An Aberdeen University report has dived into overlooked negatives that being ‘Europe’s Oil Capital’ has brought the Granite City.
The report, brought in collaboration with environmental campaign group Uplift, outlines that following the North East’s commitment to oil and gas, the city saw a decline in traditional industries, increased pressure on housing and local authorities and growing inequality, among other issues.
It has been well-documented how the hydrocarbon industry has benefited Aberdeen, and this study does not shy away from that, explaining that the population of Aberdeen was in decline before the oil and there was an unemployment issue across the country, both issues the hydrocarbon industry turned around in the Granite City.
High-paying jobs came to the city as oil and gas firms moved in which not only benefited the people working in the industry but the local economy as well.
However, Daria Shapovalova, Tavis Potts, John Bone and Keith A. Bender’s research, which will sit within a wider body of work, also shows the other side of the coin.
Citing the decline of the Granite City’s papermaking, fish processing, textiles and clothing industries, the report quotes an academic article written by M.G. Lloyd and D. Newlands in 1989.
The article that was initially published in the Scottish Geographic Magazine reads: “competition with oil raised the costs and reduced the availability of labour and property to non-oil firms.”
“Those non-oil industries already in decline saw an acceleration of that decline. Other firms seeking to maintain or expand output and employment were unable to do so”.
Between 1977 and 1981 Aberdeen lost a quarter of its jobs in food processing and a fifth of its engineering, shipbuilding and textiles.
And while new jobs were being created by oil and gas, the University of Aberdeen’s research indicates that many of these positions went to newcomers to the city.
However, In 1982, the whole of the North East was removed from regional policy assistance due to low unemployment. Despite traditional industries seeing a downturn, overall unemployment was low and no targeted measures were adopted at the time.
Impact on housing now and then
Between 1975 and 1991, some 15,000 new houses were built in Aberdeen, with even more being built in the north-east region.
House prices were rising at a rate of 18% per year which ranked the region amongst the most expensive places to buy a home in the UK.
Not everyone could afford the expensive properties in Aberdeen, the then Grampian Regional Council stated: “the scale of oil developments…has contributed to difficulties for local population in finding adequate housing by means of increasing the price of private housing and by inflating the demand for limited public sector housing.”
It is reported that those most affected were young children, the elderly, young couples and pregnant women.
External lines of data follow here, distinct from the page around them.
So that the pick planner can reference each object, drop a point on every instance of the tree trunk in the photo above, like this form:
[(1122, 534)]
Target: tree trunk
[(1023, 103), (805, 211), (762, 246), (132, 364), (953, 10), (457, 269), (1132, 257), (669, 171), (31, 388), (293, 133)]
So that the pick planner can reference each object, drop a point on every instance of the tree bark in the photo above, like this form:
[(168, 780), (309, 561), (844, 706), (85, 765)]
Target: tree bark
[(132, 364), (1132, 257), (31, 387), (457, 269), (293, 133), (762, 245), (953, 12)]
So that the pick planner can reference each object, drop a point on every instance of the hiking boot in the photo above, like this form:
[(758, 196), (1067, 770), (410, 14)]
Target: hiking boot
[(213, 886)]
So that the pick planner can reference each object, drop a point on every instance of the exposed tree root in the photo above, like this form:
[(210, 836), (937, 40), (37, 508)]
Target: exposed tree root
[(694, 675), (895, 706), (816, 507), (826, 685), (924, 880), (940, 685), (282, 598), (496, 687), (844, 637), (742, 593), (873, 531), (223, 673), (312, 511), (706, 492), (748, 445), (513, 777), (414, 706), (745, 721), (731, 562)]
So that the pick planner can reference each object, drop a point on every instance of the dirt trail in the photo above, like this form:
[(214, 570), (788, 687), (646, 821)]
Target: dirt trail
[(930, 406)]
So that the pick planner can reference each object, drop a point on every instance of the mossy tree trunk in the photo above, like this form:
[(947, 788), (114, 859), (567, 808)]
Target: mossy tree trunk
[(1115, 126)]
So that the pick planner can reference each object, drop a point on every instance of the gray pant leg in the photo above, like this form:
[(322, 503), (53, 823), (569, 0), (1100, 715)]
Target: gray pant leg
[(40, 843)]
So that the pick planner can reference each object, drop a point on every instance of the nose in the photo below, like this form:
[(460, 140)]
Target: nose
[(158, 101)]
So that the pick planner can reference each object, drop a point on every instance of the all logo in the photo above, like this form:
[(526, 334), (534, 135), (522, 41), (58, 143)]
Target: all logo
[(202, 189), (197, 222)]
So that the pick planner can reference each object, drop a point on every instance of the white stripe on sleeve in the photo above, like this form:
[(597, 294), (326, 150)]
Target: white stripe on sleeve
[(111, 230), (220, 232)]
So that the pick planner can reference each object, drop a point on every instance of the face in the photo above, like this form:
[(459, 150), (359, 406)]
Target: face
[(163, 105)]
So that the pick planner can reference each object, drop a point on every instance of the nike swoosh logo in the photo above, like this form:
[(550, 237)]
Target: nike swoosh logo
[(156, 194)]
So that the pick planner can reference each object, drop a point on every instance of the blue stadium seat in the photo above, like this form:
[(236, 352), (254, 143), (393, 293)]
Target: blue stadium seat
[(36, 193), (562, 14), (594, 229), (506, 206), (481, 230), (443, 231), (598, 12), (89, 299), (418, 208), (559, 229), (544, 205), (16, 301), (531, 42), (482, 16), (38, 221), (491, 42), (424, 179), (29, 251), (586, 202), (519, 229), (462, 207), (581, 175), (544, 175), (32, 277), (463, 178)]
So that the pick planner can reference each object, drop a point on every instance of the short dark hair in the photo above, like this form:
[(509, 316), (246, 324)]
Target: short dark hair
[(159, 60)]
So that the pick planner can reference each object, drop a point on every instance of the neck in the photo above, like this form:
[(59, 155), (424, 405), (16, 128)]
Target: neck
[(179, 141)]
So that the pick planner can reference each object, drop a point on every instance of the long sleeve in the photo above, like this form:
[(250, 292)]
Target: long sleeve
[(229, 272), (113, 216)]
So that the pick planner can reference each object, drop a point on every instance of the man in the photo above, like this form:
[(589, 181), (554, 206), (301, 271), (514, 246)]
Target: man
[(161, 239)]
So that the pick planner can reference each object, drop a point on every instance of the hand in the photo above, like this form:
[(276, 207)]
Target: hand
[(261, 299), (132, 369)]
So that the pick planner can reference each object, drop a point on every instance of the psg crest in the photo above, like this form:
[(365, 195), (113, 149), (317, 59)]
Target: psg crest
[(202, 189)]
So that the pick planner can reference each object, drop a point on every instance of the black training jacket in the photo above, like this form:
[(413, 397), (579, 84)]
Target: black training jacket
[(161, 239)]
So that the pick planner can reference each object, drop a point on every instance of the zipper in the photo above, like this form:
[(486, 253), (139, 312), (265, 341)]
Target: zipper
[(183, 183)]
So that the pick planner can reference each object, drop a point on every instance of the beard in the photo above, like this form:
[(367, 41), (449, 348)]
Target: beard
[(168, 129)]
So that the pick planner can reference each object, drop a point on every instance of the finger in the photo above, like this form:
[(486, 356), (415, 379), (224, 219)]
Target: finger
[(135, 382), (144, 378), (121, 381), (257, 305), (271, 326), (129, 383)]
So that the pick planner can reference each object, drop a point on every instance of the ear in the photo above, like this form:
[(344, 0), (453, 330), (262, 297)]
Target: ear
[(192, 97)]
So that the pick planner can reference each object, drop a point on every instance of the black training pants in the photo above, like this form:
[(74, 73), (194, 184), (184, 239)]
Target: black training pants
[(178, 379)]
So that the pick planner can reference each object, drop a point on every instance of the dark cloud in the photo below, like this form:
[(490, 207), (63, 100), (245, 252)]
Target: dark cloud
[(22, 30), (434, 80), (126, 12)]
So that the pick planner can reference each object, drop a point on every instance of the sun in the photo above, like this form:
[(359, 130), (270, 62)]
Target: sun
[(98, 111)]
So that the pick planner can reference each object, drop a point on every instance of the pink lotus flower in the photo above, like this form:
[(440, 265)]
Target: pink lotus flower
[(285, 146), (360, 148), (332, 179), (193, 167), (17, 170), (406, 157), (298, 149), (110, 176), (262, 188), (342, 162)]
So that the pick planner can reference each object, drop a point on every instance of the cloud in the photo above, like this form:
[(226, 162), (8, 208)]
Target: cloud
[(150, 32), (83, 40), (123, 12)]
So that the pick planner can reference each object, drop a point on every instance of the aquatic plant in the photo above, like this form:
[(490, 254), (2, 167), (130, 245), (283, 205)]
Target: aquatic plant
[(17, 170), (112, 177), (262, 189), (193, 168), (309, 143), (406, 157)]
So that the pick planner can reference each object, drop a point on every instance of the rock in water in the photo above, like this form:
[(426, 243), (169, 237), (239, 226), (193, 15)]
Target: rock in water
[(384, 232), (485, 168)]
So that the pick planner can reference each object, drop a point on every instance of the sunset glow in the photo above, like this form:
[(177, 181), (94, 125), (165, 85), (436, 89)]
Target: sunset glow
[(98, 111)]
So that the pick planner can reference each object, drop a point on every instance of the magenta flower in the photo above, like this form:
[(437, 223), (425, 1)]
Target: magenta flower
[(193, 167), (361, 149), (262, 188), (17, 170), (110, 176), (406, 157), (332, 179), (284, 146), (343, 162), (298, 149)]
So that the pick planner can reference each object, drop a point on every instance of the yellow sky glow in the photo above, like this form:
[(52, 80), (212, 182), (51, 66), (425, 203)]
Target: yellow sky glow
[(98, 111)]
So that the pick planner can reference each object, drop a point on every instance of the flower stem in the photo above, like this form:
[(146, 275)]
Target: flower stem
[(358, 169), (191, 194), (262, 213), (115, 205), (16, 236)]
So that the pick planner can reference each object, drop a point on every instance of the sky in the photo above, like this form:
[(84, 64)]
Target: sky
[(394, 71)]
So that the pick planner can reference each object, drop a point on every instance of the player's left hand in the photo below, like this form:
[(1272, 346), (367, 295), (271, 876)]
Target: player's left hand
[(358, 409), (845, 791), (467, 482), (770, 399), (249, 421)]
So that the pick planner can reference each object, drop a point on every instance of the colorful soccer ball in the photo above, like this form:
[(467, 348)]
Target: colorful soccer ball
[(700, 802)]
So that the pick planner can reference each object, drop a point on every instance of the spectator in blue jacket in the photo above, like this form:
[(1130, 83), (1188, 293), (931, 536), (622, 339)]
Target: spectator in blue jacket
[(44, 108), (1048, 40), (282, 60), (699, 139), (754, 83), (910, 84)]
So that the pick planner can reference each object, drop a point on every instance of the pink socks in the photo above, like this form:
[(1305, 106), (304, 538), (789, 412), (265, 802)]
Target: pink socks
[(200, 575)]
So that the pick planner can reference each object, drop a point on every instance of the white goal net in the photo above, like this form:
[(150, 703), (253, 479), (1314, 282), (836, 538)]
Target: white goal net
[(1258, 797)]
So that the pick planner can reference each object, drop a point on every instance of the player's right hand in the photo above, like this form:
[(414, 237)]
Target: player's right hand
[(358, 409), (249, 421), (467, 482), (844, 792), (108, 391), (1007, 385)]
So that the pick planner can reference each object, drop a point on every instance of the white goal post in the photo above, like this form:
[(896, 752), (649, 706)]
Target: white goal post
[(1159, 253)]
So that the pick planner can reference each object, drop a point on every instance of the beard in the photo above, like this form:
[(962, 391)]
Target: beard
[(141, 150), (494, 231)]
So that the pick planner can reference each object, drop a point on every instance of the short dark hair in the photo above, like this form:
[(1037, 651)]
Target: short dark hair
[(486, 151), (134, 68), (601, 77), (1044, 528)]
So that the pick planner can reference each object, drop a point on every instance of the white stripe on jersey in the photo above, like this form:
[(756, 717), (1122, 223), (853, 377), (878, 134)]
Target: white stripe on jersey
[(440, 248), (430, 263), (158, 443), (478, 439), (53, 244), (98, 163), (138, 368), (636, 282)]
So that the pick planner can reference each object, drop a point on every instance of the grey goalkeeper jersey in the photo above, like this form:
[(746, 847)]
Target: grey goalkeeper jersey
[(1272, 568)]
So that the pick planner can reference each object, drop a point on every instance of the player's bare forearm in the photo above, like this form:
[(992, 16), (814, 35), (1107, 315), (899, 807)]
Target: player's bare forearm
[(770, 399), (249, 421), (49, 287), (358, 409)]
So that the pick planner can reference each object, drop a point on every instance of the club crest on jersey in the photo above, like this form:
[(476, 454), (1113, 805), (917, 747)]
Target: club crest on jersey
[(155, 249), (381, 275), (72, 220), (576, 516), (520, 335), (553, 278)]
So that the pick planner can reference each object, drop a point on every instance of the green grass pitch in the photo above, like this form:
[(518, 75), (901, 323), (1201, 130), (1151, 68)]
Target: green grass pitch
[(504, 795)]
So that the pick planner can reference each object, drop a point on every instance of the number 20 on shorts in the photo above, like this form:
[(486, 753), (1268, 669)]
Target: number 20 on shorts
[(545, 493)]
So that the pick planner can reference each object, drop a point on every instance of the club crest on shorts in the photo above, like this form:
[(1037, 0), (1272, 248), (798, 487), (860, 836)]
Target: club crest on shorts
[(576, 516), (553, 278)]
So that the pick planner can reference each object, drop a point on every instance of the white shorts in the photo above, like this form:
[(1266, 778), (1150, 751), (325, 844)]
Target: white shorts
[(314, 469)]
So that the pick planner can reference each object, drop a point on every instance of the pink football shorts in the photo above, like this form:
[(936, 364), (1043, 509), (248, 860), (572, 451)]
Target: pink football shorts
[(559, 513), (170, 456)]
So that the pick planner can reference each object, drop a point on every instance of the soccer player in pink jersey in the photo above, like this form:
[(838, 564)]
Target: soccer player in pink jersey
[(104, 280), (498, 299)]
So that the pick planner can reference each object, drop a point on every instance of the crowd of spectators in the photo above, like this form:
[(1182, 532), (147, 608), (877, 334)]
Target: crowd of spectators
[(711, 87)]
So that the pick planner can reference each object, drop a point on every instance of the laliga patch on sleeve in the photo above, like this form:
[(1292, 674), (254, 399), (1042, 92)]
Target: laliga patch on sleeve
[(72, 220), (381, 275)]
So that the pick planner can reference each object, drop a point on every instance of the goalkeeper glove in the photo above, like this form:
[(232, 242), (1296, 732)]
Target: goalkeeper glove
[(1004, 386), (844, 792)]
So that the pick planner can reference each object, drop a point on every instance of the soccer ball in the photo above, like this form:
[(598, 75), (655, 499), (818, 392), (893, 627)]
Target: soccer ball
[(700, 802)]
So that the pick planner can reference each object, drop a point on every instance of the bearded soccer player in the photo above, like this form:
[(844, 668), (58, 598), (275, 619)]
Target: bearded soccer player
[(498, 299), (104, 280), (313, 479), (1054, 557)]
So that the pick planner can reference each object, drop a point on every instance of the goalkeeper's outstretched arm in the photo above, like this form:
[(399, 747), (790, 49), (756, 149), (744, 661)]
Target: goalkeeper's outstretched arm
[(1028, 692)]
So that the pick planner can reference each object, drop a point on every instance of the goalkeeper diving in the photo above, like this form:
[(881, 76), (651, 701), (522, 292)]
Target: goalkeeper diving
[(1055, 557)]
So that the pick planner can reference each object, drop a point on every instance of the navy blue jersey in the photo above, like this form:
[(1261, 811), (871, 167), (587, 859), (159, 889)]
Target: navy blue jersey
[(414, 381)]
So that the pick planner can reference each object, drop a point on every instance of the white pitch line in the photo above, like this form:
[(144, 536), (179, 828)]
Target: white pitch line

The research cites a 2022 article in Energy Voice that showed the impact of the oil and gas sector on housing is still an issue in the city.
In that article, Joni Esson of Esson & Aberdein said: “The property market in Aberdeen and the North East could be on the cusp of a rebound due to renewed confidence in the oil and gas sector.
“With higher oil prices and continued uncertainty in Europe due to the war in Ukraine, governments are revising their energy policies and the UK is no different in that it will try to extract as much hydrocarbons as possible.
“This is bound to have an impact on the housing market in Europe’s oil capital and tied in with a huge increase in renewable energy sector activity, Aberdeen will attract an influx of skilled workers who will need new homes.”
Inequality
In the late 1980s, it was reported that the government failed to provide adequate support to combat the financial inequality in Aberdeen.
The research explains that despite bringing high-paying jobs to the region, the oil boom “favoured men rather than women, and middle class rather than working-class people.”
This created a greater disparity between the earning of men and women in the region at the time.
According to the University of Aberdeen research: “The idea of trickle-down of benefits did not seem to materialise all throughout the city”
Overall, despite bringing prosperity to many in the region, the oil and gas industry in Aberdeen furthered the divide between those with the most in society and those with the least.
Nort-east Scottish Conservative MSP Douglas Lumsden agreed with the findings of this report, however, he pointed to more recent examples than those listed in the Aberdeen University research.
Mr Lumsden said: “The notion that everything is rosy in Aberdeen because it is seen as the ‘oil and gas capital of Europe’ is completely misleading.
“Hundreds of jobs have been lost from the collapse of Stoneywood paper mill while a quarter of shops still sit empty on Union Street.
“Our city raises almost double the Scottish average of its council funding through council tax and business rates yet has the lowest funded local authority in the country.
“The SNP’s unfair rates regime is killing businesses across Aberdeen with firms choosing to demolish their premises to save money as the current system, based on 2015 economic conditions, is driving people away and stifling investment.”
This comes as SNP leadership candidate Ash Regan told The Press and Journal that her party has “neglected” the north of Scotland over road dualling failures and plans to shift away from oil and gas.
Ms Regan said: “It’s worse than I thought. People in the north-east just feel that they’ve really been neglected over the last while by the direction the SNP has been taking.”
Aberdeen and Grampian Chamber of Commerce were approached, however, declined to comment on this issue.